Lanzillotta: "All'innovazione manca un governo"

L'INTERVISTA

L'ex ministro per gli Affari regionali: "Senza un piano industriale che preveda una ristrutturazione della spesa non è possibile nessuna riforma". E accusa: "Sbagliato aver chiuso il confronto con Regioni ed enti locali"

di Federica Meta
«Non si fanno le nozze con i fichi secchi». Linda Lanzillotta, deputato dell’Api ed ex ministro per gli Affari regionali, si affida a un vecchio proverbio per “smontare” la strategia digitale del governo.
Lei dice che non si fanno le nozze con i fichi secchi. Eppure il ministro Brunetta ci tiene a sottolineare che la sua innovazione è a costo zero e che, nonostante la crisi, sono stati raggiunti importanti successi..
Questo governo non ha in alcun modo finanziato l’innovazione. E quando dico “finanziare” non mi riferisco certo ad un aumento di spesa, tutt’altro. Mi riferisco invece a una ristrutturazione della spesa che faccia leva su una forte riorganizzazione dei processi, che non mi pare ci sia stata finora. Quello che è mancato è un “piano manageriale” di riassetto della Pubblica amministrazione settore per settore, linea di attività per linea di attività, in grado non solo di iniettare tecnologia, ma soprattutto di generare risparmi facendo efficienza. Per quanto riguarda i successi del piano E-gov 2012, vorrei capire dove sono: il ministro aveva promesso di dare conto dei passi avanti fatti nelle singole iniziative e invece non l’ha fatto, soprattutto negli ultimi tempi.
È innegabile però che sulla giustizia digitale e sui certificati di malattia online dei risultati sono stati raggiunti.
Riconosco che l’unico settore in cui la digitalizzazione ha fatto dei passi avanti è la giustizia, ma con risorse in capo a via Arenula. Diverso il discorso dei certificati digitali: non si può sostenere che la PA è cambiata perché si inviano per via telematica dei documenti. In termini di miglioramento del servizio pubblico cosa ci guadagna il cittadino? E soprattutto come impatta il progetto su una sanità che si differenzia fortemente da Regione a Regione?

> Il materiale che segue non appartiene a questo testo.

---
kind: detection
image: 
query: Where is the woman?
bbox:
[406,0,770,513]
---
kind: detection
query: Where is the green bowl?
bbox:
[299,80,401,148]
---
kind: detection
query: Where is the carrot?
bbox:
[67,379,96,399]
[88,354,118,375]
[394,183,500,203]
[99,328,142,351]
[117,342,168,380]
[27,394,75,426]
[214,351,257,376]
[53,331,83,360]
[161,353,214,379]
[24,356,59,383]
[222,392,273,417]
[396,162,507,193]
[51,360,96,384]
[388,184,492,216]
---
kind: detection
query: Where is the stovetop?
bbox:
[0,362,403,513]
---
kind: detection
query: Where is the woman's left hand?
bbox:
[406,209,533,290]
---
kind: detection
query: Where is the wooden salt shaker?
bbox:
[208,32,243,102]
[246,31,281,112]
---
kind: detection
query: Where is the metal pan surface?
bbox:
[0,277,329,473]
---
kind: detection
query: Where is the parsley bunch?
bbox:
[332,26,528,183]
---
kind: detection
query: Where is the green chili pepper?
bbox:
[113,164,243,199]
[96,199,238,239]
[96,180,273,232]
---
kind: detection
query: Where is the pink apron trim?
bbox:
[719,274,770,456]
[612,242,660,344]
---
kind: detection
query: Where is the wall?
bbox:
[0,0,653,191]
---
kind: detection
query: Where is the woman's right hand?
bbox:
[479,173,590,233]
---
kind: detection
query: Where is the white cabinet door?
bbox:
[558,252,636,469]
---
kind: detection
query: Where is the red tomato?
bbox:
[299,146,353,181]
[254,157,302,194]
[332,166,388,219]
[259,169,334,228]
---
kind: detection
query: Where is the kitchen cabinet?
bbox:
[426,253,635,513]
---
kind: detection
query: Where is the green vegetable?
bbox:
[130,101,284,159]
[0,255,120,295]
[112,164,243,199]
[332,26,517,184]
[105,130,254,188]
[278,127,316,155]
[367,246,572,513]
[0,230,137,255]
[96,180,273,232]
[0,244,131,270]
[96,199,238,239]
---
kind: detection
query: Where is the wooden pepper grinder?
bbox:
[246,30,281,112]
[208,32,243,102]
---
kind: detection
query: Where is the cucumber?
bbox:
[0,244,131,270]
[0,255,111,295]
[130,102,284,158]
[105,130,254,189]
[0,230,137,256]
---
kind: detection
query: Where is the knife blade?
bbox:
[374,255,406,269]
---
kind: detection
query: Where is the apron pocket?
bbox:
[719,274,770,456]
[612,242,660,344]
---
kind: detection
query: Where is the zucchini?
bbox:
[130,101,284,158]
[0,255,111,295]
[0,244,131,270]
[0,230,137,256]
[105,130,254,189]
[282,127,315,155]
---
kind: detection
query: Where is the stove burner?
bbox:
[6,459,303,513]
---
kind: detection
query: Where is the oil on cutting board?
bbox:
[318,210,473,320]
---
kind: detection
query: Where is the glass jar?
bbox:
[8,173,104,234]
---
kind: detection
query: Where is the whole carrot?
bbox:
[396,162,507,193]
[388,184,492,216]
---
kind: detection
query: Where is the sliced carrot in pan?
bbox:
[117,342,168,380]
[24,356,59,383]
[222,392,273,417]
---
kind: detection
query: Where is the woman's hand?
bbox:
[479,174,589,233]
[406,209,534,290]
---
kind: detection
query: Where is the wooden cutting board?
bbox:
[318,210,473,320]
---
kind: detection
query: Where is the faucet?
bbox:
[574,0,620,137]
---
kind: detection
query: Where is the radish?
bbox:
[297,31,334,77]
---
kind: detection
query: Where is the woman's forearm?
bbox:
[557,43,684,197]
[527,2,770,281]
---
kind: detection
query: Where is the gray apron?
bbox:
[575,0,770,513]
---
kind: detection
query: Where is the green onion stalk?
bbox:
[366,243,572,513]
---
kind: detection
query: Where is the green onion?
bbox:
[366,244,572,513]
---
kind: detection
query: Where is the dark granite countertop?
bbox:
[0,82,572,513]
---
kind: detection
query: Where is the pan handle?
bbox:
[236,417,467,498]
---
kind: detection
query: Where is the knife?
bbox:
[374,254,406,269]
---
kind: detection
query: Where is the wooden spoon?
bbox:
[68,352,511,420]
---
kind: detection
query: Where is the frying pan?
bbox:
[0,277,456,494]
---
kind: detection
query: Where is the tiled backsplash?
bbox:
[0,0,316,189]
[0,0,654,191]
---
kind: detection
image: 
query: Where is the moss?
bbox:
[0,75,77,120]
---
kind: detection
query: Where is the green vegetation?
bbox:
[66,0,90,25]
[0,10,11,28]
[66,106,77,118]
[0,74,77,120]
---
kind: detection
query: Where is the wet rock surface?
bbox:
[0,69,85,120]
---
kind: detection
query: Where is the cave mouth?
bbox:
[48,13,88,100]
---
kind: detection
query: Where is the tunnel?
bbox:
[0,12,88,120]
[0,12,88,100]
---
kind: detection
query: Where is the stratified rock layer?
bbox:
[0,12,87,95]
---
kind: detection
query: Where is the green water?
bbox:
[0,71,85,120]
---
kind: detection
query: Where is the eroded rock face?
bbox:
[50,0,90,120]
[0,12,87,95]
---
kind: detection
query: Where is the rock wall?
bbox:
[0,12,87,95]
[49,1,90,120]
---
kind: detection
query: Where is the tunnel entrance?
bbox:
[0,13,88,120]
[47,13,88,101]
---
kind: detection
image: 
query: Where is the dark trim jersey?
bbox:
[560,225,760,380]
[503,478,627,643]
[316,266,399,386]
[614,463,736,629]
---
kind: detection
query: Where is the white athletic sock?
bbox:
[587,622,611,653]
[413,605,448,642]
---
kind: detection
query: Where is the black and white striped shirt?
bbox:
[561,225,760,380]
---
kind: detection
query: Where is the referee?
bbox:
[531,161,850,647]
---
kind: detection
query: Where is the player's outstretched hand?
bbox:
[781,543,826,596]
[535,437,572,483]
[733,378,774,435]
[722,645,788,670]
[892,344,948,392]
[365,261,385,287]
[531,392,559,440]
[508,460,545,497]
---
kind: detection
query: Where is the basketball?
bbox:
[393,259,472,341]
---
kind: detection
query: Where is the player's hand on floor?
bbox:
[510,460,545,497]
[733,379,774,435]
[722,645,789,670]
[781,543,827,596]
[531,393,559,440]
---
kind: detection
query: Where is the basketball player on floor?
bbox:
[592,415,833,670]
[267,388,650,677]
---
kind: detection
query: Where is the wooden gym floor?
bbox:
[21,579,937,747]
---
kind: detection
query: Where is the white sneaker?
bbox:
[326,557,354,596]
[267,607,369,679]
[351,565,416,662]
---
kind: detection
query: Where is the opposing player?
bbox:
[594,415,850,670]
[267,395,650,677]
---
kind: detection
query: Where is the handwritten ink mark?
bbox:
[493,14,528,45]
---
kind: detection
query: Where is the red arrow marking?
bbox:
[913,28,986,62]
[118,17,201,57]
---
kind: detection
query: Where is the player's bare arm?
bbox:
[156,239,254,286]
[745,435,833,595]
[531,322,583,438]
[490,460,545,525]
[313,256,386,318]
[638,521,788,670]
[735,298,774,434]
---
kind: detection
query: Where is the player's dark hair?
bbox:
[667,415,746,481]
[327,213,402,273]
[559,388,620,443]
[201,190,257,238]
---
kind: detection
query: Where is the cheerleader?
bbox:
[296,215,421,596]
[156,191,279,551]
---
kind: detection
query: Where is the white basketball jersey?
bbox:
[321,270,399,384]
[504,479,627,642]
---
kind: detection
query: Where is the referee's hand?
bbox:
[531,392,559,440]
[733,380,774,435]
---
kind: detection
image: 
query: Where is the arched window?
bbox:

Anche in questo caso è mancata la governance dell’innovazione.
Dove ha sbagliato Brunetta a suo avviso?
Il governo ha sbagliato ad abbandonare i tavoli di confronto, come la commissione permanente per l’innovazione tra governo ed enti locali voluta dal governo Prodi. Uno strumento che oggi, mentre si rafforza il federalismo, sarebbe utilissimo per definire politiche ad hoc condivise che evitino ridondanza di investimenti e, quindi, di progetti, per facilitare il dialogo con le imprese Ict italiane, contribuendo a mettere a sistema l’innovazione. Ma per far funzionare una commissione così articolata serve un impegno continuo e faticoso che, evidentemente, il ministro non si è sentito, di mettere in campo.
L’impegno c’è stato per il nuovo Cad. Come giudica le regole aggiornate?
Il testo contiene un esorbitante numero di disposizioni di carattere programmatico prive di effettivo valore giuridico. Sancisce, ad esempio, il diritto dei cittadini e delle imprese alla fruizione dei servizi informatizzati da parte della pubblica amministrazione. Ma qualcuno ha più visto gli 800 milioni di euro destinati a modesti interventi per la banda larga? Allora come potranno i cittadini e le imprese far valere questi nuovi diritti telematici se intanto è loro negato l’accesso ad una rete veloce? Come potranno ottenere un servizio online se non si innova sull’organizzazione dei processi organizzativi? Ciò non significa che non si debba affermare il diritto a fruire di servizi amministrativi digitalizzati, ma che questo deve essere il punto di arrivo di una potente azione di modernizzazione di tutti i livelli e di tutte le aree della nostra complessa governance amministrativa oltre che di una massiccia ristrutturazione della spesa. Non parliamo poi delle strutture pubbliche che si occupano di innovazione…
Parliamone invece…
Per ridurre la spesa pubblica il ministro aveva annunciato una riorganizzazione per Sogei, Consip, Poligrafico e DigitPA che spesso svolgono attività similari. Ma della riorganizzazione non c’è traccia.
L’ex Cnipa è stato riformato e il Cad gli affida nuove funzioni.
Sì, peccato non si capisca bene cosa debba fare in questa sua “seconda vita”.
Una delle attività è i monitoraggio della diffusione della Pec tra cittadini e imprese, ad esempio.
La Pec non funziona. Il perché è di facile intuizione: non ci sono servizi annessi e, dove ci sono, i cittadini preferiscono fruire delle prestazioni via Web, dato che almeno dal 2005 gli enti locali dialogano tramite Internet con l’utente. Stando così le cose, a cosa serve la Pec?